In South Carolina, snow is like a once in a blue moon kinda thing. We had it the year we moved here, and supposedly it was the first time in like forever. Same thing happened when we moved to North Carolina. Snow the first year, none the other two. But we're moving to _back_ to Germany now, and it snows like Arendelle in Germany. I loveeeeee snow, so this is great. Not for Dazel, but for me.


----------



## Arylett Charnoa (Jan 22, 2015)

I don't really like the cold. It makes me immobile and very unmotivated. Even though it doesn't snow here and would be warm compared to people who live in places that actually have real seasons. Here, we have two seasons: Summer and Kinda Cold. There is no Autumn or Spring. I always assumed when I was younger that the four seasons were just things that were made up for TV and such, and didn't actually exist.

I prefer it when it's a more breezy moderate temperature than cold or hot, but I'd rather be hot as we are much better equipped to handle it. We have an AC that blows basically all the time. But now, things are to that nice temperature because we're making a slow transition back into Summer from Semi-Cold, so I'm having a pretty good time. You look outside, and there's nothing but sunlight, some palm trees, and a nice breeze.


----------



## Phantom (Jan 24, 2015)

Where I live 'cold as balls' is considered the average. 

So winter really isn't that much of a thing.


----------



## Murkrow (Jan 24, 2015)

Phantom said:


> Where I live 'cold as balls' is considered the average.
> 
> So winter really isn't that much of a thing.


Or maybe you could say that it just happens to be winter most of the time!

Which reminds me, when I was small I wasn't sure if "winter" referred to the cold weather season or if it specifically meant the months of December, January and February.

So I wasn't sure if it was the case that in the southern hemisphere, winter happened in August, or if winter still happened at the same time of year, it was just hot during winter.

But every time I asked anyone they'd laugh and make fun of me for being dumb :(


----------



## Zora of Termina (Jan 25, 2015)

Equinoxe said:


> So, although a lot of things with winter are kind of unpleasant (face freezing off, your car under a huge pile of snow, snow in your boots, whatever), there are at least a few positive things that come with it. Why not discuss this _chilling_ season, then?
> 
> First of all, I love those pretty winter wonderland days!

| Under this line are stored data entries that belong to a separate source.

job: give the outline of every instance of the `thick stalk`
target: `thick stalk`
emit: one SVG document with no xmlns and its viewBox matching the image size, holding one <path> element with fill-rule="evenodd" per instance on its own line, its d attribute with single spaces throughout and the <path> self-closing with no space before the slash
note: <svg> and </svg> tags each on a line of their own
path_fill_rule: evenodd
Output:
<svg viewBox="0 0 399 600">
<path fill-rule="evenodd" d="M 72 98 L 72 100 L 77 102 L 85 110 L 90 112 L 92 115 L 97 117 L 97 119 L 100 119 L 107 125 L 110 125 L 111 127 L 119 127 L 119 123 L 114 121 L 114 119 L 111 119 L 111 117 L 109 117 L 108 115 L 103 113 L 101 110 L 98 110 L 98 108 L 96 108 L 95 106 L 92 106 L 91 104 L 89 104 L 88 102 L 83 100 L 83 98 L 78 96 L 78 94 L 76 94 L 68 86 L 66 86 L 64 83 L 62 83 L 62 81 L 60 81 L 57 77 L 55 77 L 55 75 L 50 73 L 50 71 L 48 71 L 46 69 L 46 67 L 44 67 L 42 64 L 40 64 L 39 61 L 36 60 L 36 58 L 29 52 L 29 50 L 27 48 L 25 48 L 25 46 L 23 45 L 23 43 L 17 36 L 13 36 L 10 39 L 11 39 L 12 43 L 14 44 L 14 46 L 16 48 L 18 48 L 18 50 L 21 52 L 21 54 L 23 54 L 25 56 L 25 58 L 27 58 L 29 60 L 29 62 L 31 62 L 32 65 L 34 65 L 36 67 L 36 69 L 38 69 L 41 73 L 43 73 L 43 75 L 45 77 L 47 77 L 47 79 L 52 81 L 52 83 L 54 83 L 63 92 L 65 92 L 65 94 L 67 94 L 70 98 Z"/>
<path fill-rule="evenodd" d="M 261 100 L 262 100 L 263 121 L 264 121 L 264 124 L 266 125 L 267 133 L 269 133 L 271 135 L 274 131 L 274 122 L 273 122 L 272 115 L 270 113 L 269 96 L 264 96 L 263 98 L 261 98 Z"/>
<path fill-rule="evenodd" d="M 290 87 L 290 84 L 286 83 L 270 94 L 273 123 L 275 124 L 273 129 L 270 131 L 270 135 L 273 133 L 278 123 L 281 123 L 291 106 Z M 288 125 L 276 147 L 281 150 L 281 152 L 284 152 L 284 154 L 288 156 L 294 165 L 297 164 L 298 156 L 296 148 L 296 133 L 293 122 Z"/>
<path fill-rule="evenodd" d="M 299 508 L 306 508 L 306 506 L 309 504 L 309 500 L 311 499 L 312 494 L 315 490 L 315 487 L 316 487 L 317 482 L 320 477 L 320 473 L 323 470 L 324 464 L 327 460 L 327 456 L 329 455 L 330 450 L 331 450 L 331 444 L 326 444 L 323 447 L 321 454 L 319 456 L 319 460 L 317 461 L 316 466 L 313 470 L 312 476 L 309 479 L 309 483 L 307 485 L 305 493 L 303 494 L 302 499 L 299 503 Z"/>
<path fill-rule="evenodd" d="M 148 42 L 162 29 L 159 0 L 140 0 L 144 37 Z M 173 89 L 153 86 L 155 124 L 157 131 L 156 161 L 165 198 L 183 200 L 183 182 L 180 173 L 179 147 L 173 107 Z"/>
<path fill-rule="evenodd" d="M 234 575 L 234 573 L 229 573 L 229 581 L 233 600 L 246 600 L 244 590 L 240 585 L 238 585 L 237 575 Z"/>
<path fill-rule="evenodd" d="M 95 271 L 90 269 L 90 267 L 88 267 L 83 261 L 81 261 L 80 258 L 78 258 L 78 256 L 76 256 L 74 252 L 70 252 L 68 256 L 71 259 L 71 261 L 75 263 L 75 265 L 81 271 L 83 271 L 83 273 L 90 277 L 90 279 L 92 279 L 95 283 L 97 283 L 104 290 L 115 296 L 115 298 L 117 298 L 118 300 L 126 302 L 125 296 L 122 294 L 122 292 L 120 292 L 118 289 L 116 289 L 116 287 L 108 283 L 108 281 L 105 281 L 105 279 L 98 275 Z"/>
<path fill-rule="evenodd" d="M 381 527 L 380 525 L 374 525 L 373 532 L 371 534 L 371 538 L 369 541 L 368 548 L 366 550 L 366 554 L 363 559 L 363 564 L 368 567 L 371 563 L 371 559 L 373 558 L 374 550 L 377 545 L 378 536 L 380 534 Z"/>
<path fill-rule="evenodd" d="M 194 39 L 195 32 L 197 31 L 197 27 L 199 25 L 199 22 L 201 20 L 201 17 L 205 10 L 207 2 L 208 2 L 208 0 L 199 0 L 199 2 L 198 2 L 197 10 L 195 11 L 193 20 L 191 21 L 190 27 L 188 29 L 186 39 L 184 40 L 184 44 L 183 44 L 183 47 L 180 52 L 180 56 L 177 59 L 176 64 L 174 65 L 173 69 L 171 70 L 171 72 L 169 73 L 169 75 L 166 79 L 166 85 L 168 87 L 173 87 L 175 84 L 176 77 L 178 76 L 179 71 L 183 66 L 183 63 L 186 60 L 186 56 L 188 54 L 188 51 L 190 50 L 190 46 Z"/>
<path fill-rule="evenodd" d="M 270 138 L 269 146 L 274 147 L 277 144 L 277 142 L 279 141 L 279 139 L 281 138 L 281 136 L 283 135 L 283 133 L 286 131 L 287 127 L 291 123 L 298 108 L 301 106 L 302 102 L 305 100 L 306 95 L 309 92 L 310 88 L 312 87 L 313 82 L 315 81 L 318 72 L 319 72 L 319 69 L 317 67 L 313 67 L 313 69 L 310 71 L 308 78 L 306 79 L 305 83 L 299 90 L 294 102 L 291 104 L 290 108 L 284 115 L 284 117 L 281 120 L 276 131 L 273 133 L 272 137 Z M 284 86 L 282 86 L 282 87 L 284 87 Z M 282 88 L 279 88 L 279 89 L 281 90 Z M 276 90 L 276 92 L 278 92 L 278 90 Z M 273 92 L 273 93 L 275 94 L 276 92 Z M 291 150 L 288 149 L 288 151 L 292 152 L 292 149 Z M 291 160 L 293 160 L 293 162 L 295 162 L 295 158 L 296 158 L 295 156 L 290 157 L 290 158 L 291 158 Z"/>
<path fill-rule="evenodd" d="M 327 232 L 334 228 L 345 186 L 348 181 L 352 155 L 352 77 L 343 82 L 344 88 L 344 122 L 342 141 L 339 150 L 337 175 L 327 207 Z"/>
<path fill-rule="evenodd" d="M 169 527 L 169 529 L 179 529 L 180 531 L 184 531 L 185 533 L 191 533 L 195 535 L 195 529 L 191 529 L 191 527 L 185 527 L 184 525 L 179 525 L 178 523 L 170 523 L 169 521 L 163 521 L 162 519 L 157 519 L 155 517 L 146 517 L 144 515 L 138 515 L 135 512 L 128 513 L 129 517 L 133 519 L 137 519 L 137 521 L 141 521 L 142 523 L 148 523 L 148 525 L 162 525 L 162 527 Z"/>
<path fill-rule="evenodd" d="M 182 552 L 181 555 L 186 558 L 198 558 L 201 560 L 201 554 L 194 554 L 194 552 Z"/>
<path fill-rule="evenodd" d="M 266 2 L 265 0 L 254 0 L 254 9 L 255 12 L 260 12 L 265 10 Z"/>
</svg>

I'm willing to risk freezing my fingers to take pictures (like these ones I took this Monday) of that pretty postcard winter look because there's nothing quite like it. Doesn't matter if it's a 'freezing but sunny' or 'everything's in black and white' kinda day, if the world looks like it's covered in frosting, I'm happy. Snow-covered landscapes are oddly soothing.
> 
> ...





> So, although a lot of things with winter are kind of unpleasant (face  freezing off, your car under a huge pile of snow, snow in your boots,  whatever), there are at least a few positive things that come with it.  Why not discuss this _chilling_ season, then?





> snow in your boots,  whatever), there are at least a few positive things that come with it.  Why not discuss this _chilling_ season, then?





> there are at least a few positive things that come with it





> at least a few positive things





> positive





> *positive*


vomits blood

No but really there isn't much positive about winter for me. It's really nothing but three months of me not getting out of bed, wallowing in depression and being really really fucking cold. I have zero cold tolerance. It's awful. I don't even think snow is pretty, I just think it's kinda bland looking.


----------



## ultraviolet (Jan 25, 2015)

seasons in perth are kind of just on a sliding scale between 40C and raining, so we don't really get much of an autumn/spring thing going. You only really notice it when european trees start doing their 'leaves go brown' thing in autumn. metropolitan perth gets to like zero or -5 at its coldest in like the early morning, so it's not much to write home about. I just really love how much it rains.


----------